Sebastian Ruff – a graduate from History, English and American Studies at Greifswald and Berlin. Since 2009 he works at the Stiftung Stadtmuseum Berlin, where he is responsible for the digital projects and curating the Collection of Childhood and Youth (former School Museum).
“Building the museum. About the local context of cultural institution”
Description: Warsaw Museum of Praga, a branch of the Museum of Warsaw, has been officially made available to the public in September 2015. The inauguration of the permanent exhibition was facilitated not only by to the work of curators and implementers, but also is was possible thanks to a long-term process of institution-building and its ingrown to the local environment. The most important element of this process, carried out by the Museum since 2008, was the assembly of memorabilia from residents of the right side of Warsaw, where Praga district is located, and the registration of their memories. As a team of the Museum we consider these actions, next to the renovation of the headquarters, as the key element in building MWP as a cultural institution and an important space on the local map.
Katarzyna Kuzko-Zwierz – an anthropologist, since March 2015 head of the Warsaw Museum of Prague (Muzeum Warszawskiej Pragi), a branch of the Museum of Warsaw. PhD student at the Institute of Polish Culture, University of Warsaw and a member of the Urban Studies Workshop at the Institute. Her interests are urban practices and stories. She is a resident and an admirer of the right side of Warsaw.
WORKSHOPS:
“Neibourhoodnes through internet – the practice of artists, institutional strategies, users’ behaviors”

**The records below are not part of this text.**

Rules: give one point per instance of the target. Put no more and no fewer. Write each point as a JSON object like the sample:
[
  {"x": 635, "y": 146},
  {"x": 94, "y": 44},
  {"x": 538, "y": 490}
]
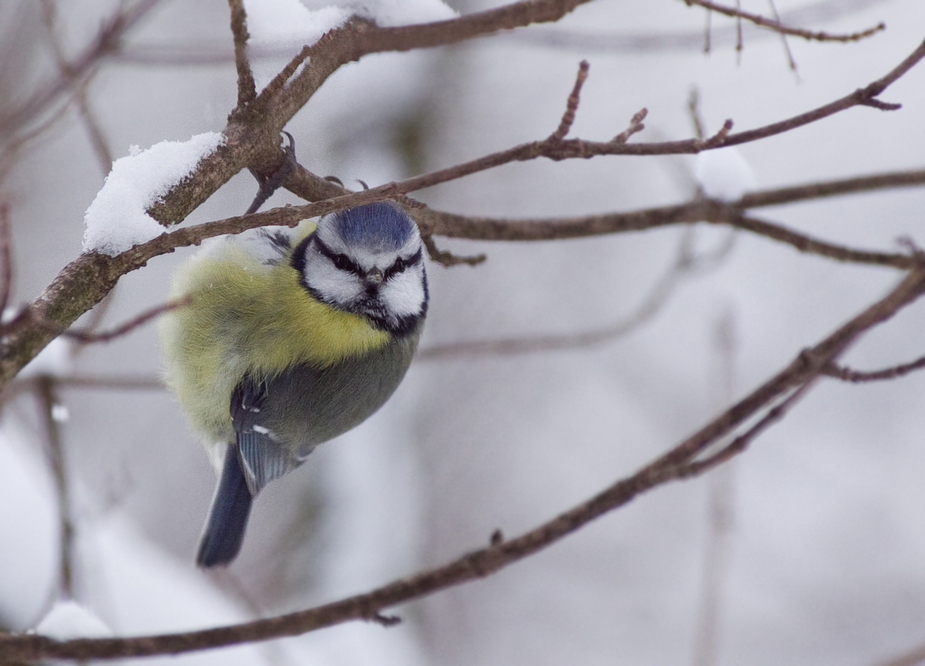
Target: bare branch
[
  {"x": 682, "y": 267},
  {"x": 88, "y": 118},
  {"x": 673, "y": 465},
  {"x": 105, "y": 43},
  {"x": 568, "y": 118},
  {"x": 856, "y": 376},
  {"x": 247, "y": 89},
  {"x": 448, "y": 258},
  {"x": 777, "y": 26},
  {"x": 6, "y": 257}
]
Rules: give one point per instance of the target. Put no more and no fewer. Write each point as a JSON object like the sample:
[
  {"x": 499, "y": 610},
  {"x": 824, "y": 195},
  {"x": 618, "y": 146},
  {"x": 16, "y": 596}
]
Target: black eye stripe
[
  {"x": 340, "y": 261},
  {"x": 401, "y": 264}
]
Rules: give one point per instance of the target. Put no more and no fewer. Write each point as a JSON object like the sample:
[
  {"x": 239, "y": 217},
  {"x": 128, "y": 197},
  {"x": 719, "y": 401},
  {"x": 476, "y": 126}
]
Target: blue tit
[{"x": 292, "y": 337}]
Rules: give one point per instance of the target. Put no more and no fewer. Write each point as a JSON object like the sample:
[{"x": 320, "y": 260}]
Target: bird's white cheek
[
  {"x": 403, "y": 295},
  {"x": 336, "y": 286}
]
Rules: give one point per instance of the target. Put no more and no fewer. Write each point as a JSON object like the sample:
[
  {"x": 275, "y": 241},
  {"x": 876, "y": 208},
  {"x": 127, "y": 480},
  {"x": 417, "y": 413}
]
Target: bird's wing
[{"x": 264, "y": 457}]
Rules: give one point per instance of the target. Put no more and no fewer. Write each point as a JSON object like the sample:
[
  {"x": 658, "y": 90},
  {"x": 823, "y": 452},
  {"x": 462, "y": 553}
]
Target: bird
[{"x": 290, "y": 338}]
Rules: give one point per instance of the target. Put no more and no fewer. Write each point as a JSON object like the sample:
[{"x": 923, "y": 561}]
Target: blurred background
[{"x": 809, "y": 548}]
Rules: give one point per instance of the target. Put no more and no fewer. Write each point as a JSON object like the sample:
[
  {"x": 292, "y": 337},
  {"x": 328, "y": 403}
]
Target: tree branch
[
  {"x": 673, "y": 465},
  {"x": 777, "y": 26}
]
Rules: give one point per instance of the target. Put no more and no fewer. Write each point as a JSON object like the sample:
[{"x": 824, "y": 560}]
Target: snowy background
[{"x": 822, "y": 559}]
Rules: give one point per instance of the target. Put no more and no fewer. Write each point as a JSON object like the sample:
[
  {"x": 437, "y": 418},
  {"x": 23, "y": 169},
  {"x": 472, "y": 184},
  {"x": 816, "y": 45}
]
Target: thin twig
[
  {"x": 783, "y": 38},
  {"x": 247, "y": 89},
  {"x": 671, "y": 466},
  {"x": 446, "y": 258},
  {"x": 783, "y": 29},
  {"x": 857, "y": 376},
  {"x": 571, "y": 107},
  {"x": 88, "y": 118},
  {"x": 6, "y": 257},
  {"x": 681, "y": 268},
  {"x": 106, "y": 41}
]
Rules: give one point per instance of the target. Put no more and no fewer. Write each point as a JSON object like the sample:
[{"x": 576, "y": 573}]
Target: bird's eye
[
  {"x": 401, "y": 264},
  {"x": 342, "y": 263}
]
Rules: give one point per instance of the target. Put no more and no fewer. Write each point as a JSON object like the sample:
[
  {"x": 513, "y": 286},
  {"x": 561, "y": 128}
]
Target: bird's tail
[{"x": 227, "y": 521}]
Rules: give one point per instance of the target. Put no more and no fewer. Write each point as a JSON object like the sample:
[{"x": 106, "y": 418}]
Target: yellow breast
[{"x": 247, "y": 317}]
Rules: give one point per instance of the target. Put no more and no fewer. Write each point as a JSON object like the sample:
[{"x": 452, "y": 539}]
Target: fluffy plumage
[{"x": 292, "y": 338}]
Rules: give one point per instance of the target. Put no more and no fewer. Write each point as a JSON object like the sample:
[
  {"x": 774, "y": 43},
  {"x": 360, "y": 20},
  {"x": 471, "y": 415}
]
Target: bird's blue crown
[{"x": 381, "y": 225}]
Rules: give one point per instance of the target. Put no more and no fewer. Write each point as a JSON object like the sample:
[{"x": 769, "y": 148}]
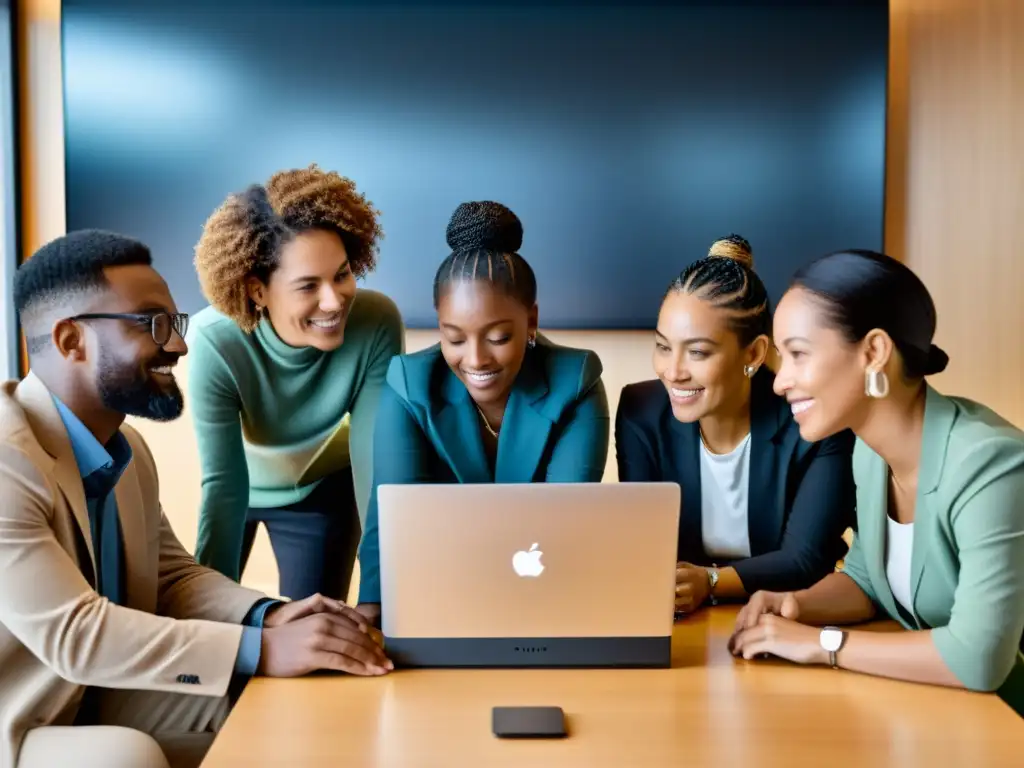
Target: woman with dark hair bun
[
  {"x": 761, "y": 508},
  {"x": 491, "y": 382},
  {"x": 940, "y": 481}
]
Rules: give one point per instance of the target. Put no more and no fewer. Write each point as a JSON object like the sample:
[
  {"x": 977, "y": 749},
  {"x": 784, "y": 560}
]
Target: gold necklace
[{"x": 486, "y": 425}]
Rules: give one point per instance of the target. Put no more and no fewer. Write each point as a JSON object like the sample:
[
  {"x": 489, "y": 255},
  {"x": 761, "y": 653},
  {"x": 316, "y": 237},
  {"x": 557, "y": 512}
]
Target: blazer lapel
[
  {"x": 872, "y": 527},
  {"x": 769, "y": 465},
  {"x": 686, "y": 446},
  {"x": 49, "y": 429},
  {"x": 525, "y": 428},
  {"x": 939, "y": 417},
  {"x": 459, "y": 429},
  {"x": 139, "y": 589}
]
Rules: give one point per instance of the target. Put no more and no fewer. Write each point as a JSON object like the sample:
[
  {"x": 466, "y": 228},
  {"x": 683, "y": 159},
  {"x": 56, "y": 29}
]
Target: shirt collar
[{"x": 90, "y": 455}]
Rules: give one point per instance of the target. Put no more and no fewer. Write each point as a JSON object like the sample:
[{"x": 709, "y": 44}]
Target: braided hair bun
[
  {"x": 485, "y": 239},
  {"x": 484, "y": 226},
  {"x": 733, "y": 247}
]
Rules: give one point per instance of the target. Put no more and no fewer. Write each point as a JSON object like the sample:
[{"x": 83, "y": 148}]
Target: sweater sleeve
[
  {"x": 215, "y": 406},
  {"x": 981, "y": 642},
  {"x": 388, "y": 340}
]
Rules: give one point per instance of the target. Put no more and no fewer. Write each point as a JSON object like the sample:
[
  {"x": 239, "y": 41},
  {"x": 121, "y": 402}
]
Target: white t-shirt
[
  {"x": 724, "y": 485},
  {"x": 899, "y": 545}
]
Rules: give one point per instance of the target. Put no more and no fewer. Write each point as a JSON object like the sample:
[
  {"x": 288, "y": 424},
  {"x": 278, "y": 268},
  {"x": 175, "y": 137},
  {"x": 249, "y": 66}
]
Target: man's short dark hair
[{"x": 69, "y": 266}]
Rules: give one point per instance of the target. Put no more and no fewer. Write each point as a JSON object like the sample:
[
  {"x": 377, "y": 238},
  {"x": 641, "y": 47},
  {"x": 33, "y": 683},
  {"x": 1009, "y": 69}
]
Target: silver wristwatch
[
  {"x": 832, "y": 639},
  {"x": 712, "y": 584}
]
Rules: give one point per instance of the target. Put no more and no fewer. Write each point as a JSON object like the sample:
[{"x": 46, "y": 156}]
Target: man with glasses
[{"x": 116, "y": 648}]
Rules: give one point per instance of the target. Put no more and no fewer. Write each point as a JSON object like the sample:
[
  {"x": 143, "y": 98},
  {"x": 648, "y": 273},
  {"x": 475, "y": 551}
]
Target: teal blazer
[
  {"x": 555, "y": 429},
  {"x": 967, "y": 564}
]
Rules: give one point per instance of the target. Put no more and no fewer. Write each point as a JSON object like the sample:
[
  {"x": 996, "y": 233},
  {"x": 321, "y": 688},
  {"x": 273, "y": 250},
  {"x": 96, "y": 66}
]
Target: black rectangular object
[
  {"x": 537, "y": 652},
  {"x": 527, "y": 722}
]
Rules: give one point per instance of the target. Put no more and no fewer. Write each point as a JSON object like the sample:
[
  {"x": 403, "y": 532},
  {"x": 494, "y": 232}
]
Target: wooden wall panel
[{"x": 955, "y": 183}]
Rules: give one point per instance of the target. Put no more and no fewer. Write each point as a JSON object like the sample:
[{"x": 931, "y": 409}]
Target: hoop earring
[{"x": 876, "y": 384}]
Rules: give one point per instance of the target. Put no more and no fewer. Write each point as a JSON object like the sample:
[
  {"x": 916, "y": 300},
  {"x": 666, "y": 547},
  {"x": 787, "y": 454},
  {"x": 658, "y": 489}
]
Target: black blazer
[{"x": 802, "y": 495}]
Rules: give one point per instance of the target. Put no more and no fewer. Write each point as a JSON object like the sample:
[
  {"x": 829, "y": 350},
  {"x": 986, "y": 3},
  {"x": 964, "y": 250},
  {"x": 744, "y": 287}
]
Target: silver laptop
[{"x": 538, "y": 574}]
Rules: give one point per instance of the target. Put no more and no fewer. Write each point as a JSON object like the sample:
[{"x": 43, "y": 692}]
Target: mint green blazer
[{"x": 967, "y": 562}]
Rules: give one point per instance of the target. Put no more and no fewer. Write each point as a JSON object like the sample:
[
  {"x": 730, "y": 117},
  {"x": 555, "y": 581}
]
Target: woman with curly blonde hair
[{"x": 286, "y": 368}]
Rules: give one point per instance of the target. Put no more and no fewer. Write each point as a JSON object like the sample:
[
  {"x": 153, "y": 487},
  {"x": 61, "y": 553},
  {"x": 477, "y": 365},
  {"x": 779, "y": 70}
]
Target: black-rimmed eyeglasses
[{"x": 162, "y": 325}]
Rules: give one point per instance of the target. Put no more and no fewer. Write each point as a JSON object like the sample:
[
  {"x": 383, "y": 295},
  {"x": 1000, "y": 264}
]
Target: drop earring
[{"x": 876, "y": 384}]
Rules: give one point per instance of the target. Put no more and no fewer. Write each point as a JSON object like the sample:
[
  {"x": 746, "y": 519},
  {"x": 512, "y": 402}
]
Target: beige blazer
[{"x": 180, "y": 630}]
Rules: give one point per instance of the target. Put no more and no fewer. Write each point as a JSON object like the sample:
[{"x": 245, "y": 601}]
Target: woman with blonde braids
[
  {"x": 762, "y": 509},
  {"x": 492, "y": 382},
  {"x": 286, "y": 369}
]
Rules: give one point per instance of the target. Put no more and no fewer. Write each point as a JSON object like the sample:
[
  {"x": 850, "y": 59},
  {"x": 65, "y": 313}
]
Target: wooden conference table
[{"x": 708, "y": 710}]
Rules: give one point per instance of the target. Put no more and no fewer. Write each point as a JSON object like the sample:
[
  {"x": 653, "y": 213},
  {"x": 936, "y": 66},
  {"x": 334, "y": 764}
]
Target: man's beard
[{"x": 129, "y": 390}]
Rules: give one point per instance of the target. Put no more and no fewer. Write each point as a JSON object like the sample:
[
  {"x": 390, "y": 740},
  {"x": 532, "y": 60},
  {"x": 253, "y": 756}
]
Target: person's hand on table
[
  {"x": 692, "y": 587},
  {"x": 286, "y": 612},
  {"x": 320, "y": 633},
  {"x": 321, "y": 641},
  {"x": 371, "y": 611},
  {"x": 769, "y": 625},
  {"x": 775, "y": 636},
  {"x": 777, "y": 603}
]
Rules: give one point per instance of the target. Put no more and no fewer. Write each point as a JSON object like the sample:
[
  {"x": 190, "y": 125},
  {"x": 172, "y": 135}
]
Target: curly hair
[{"x": 244, "y": 237}]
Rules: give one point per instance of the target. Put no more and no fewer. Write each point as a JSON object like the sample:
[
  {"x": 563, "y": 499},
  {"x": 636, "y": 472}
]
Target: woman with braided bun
[
  {"x": 492, "y": 381},
  {"x": 286, "y": 370},
  {"x": 762, "y": 509}
]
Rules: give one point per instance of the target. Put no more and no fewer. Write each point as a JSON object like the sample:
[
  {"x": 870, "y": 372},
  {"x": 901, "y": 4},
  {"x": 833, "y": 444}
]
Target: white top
[
  {"x": 899, "y": 544},
  {"x": 724, "y": 484}
]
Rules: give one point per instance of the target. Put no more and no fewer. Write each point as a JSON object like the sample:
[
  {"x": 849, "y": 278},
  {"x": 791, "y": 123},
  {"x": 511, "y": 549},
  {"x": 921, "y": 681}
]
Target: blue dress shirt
[{"x": 100, "y": 468}]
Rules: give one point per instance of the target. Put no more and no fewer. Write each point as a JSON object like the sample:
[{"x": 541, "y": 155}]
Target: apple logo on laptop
[{"x": 527, "y": 563}]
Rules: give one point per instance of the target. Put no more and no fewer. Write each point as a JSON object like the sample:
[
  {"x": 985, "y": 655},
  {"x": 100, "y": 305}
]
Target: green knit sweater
[{"x": 263, "y": 411}]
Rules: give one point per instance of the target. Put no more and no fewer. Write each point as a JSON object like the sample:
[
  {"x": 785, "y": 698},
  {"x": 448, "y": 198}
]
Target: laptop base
[{"x": 531, "y": 651}]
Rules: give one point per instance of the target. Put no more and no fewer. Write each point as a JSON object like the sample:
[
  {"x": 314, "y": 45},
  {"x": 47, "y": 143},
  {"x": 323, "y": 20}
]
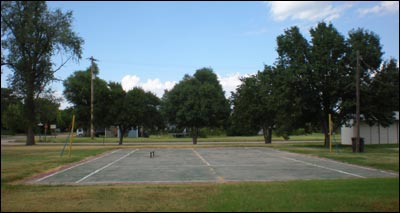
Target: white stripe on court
[
  {"x": 311, "y": 164},
  {"x": 98, "y": 170},
  {"x": 201, "y": 157},
  {"x": 76, "y": 165}
]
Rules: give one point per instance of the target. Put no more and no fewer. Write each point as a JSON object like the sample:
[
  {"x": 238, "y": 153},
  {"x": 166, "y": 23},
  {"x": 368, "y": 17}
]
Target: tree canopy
[
  {"x": 31, "y": 35},
  {"x": 196, "y": 101}
]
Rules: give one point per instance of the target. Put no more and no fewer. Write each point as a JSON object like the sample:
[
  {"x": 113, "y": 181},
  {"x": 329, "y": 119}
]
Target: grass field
[{"x": 19, "y": 162}]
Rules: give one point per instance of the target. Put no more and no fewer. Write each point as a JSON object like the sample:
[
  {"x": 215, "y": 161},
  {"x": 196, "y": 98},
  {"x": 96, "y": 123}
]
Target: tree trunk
[
  {"x": 30, "y": 115},
  {"x": 195, "y": 132},
  {"x": 30, "y": 136},
  {"x": 325, "y": 129}
]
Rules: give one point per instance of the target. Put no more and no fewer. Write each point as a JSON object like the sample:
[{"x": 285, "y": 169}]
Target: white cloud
[
  {"x": 128, "y": 82},
  {"x": 305, "y": 10},
  {"x": 382, "y": 8},
  {"x": 155, "y": 86},
  {"x": 230, "y": 82}
]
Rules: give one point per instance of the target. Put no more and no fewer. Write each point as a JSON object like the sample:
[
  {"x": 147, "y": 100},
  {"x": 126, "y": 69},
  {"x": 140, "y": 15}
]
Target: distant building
[{"x": 375, "y": 134}]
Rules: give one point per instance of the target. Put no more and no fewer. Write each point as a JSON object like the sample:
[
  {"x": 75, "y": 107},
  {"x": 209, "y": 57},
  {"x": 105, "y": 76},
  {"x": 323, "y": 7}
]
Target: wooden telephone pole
[
  {"x": 91, "y": 96},
  {"x": 358, "y": 102}
]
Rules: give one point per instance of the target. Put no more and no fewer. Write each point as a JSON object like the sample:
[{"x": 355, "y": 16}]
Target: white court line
[
  {"x": 98, "y": 170},
  {"x": 336, "y": 170},
  {"x": 76, "y": 165},
  {"x": 201, "y": 158}
]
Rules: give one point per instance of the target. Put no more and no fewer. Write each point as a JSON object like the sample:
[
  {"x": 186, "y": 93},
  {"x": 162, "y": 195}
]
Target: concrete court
[{"x": 180, "y": 165}]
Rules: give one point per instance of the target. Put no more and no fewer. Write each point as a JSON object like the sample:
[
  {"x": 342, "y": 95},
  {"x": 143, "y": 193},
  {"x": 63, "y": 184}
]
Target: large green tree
[
  {"x": 135, "y": 108},
  {"x": 321, "y": 74},
  {"x": 256, "y": 103},
  {"x": 195, "y": 102},
  {"x": 31, "y": 35}
]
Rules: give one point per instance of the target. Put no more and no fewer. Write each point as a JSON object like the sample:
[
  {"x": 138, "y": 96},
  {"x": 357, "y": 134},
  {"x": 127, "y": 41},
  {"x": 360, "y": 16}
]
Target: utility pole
[
  {"x": 91, "y": 96},
  {"x": 358, "y": 102}
]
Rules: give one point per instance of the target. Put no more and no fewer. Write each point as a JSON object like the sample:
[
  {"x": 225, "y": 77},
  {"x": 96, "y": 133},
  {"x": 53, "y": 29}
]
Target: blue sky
[{"x": 154, "y": 44}]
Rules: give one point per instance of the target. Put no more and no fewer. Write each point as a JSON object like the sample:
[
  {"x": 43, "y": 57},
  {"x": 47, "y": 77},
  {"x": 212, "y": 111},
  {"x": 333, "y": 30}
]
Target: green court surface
[{"x": 180, "y": 165}]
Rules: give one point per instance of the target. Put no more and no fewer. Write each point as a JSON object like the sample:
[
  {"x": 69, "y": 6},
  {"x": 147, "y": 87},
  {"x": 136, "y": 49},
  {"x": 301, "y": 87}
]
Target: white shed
[{"x": 375, "y": 134}]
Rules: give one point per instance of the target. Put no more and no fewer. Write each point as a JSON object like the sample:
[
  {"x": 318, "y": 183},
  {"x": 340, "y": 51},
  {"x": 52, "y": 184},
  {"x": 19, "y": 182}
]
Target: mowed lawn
[{"x": 21, "y": 162}]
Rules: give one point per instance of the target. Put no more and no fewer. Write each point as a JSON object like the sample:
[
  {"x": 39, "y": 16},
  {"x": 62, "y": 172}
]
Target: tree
[
  {"x": 8, "y": 97},
  {"x": 12, "y": 117},
  {"x": 256, "y": 102},
  {"x": 195, "y": 102},
  {"x": 321, "y": 75},
  {"x": 32, "y": 34},
  {"x": 136, "y": 108}
]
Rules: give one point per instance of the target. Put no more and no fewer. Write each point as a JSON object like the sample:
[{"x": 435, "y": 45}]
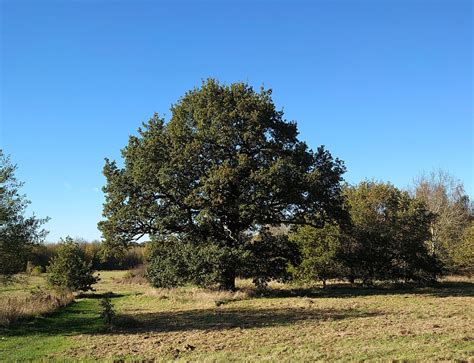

Description: The rapid rise of social media has changed the way we communicate in everyday life. Free exchange of data in the net filled with content created by users provoked the emergence of new privacy issues and new behaviors. The revolution of social media in the end shaped new artistic attitudes and contemporary culture in general. How artists and institutions use their presence in the net? What do institutions in Warsaw offer to local residents through this virtual presence? How the users themselves
co-create content in the internet and what can we learn from them?
Romuald Demidenko – art historian, curator and producer of artistic and cultural projects. Co-founder of the cooperative platform for young artists and curators “newartcenter.info”. Winner of Ministry of Culture and National Heritage stipend. He conducts workshops on new artistic practices and the creation of neighborly ties i.e. through the use of technology. In recent years, he collaborated with such institutions as Art Exhibition Offices (BWA) in Zielona Góra and Wrocław, Wrocław Modern Museum, Royal Castle in Warsaw, the Martin Gropius Bau in Berlin and CCA Ujazdowski Castle in Warsaw.